Developing New Response Patterns: Understanding the pattern is necessary but rarely sufficient. Insight alone doesn't reliably change behavior. Transformation comes from developing a different relationship to the pattern: noticing without identifying, creating space between activation and automatic response, clarifying what genuinely matters, and taking committed action aligned with values even when the pattern pulls toward familiar protection.

Performance Philosophy and Meaning

Sometimes exploration reveals the pattern isn't the problem—the performance context itself warrants examination. This is when we explore your performance philosophy: What does success actually mean to you? What are you willing to sacrifice for it? Is this pursuit sustainable? Where's the intrinsic motivation?

These are existential questions. For high performers, they're immediately practical—your relationship to meaning directly affects your capacity for sustained excellence. Someone experiencing burnout may not lack discipline but purpose. Someone who's lost joy may not be underperforming but performing for misaligned reasons.

Integration Across Domains

Effective coaching moves fluidly between all three domains. Someone experiencing pre-performance anxiety might benefit from autonomic regulation training, attentional anchoring routines, and understanding the identity concerns driving the anxiety. Someone struggling with decision paralysis might explore sleep optimization, decision-making frameworks, and examining perfectionism that may be influencing boldness.

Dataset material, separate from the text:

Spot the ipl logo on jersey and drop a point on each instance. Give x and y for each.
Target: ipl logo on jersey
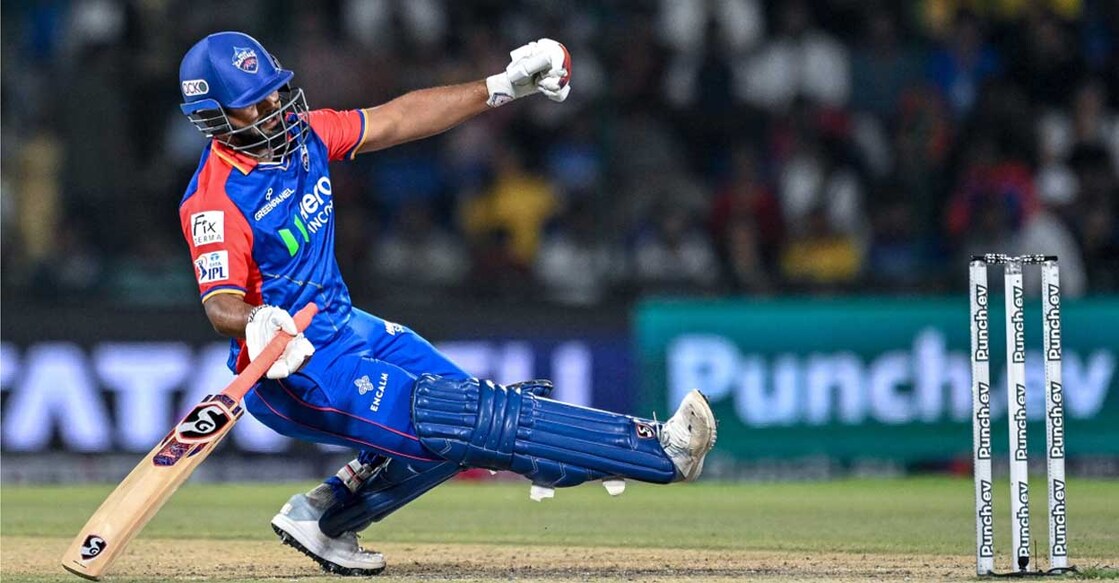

Performance rarely breaks down at just one level. Single-level interventions often create partial, unstable change.

Scope and Collaboration

What This Coaching Provides: Performance-focused integration of physiological, tactical, and behavioral domains. Evidence-informed strategies adapted to your specific context. Pattern recognition and behavioral change within performance settings.

What It Doesn't Replace: Medical care, clinical diagnosis, or treatment of mental health conditions. Psychotherapy for trauma, clinical anxiety/depression, or personality disorders. Nutritional counseling, physical therapy, or medical exercise prescription.

When your needs extend beyond coaching scope, I'll recommend appropriate licensed professionals. Often the most effective approach involves collaboration—you working with me on performance while also receiving specialized care from other professionals.

How We Work Together

This isn't a fixed protocol. It's an adaptive framework responsive to where you are and what you need. Some clients spend more time on physiological foundation. Others dive quickly into pattern work. Many move back and forth as different challenges emerge.

The work unfolds through dialogue, experimentation, and refinement. You're not a passive recipient of interventions—you're an active collaborator in your own development.

Progress isn't always linear. Sometimes it's circuitous. Sometimes you'll revisit earlier domains with new understanding. That's not regression—it's integration.

The goal isn't perfection. It's sustainable high performance aligned with who you are and what genuinely matters to you.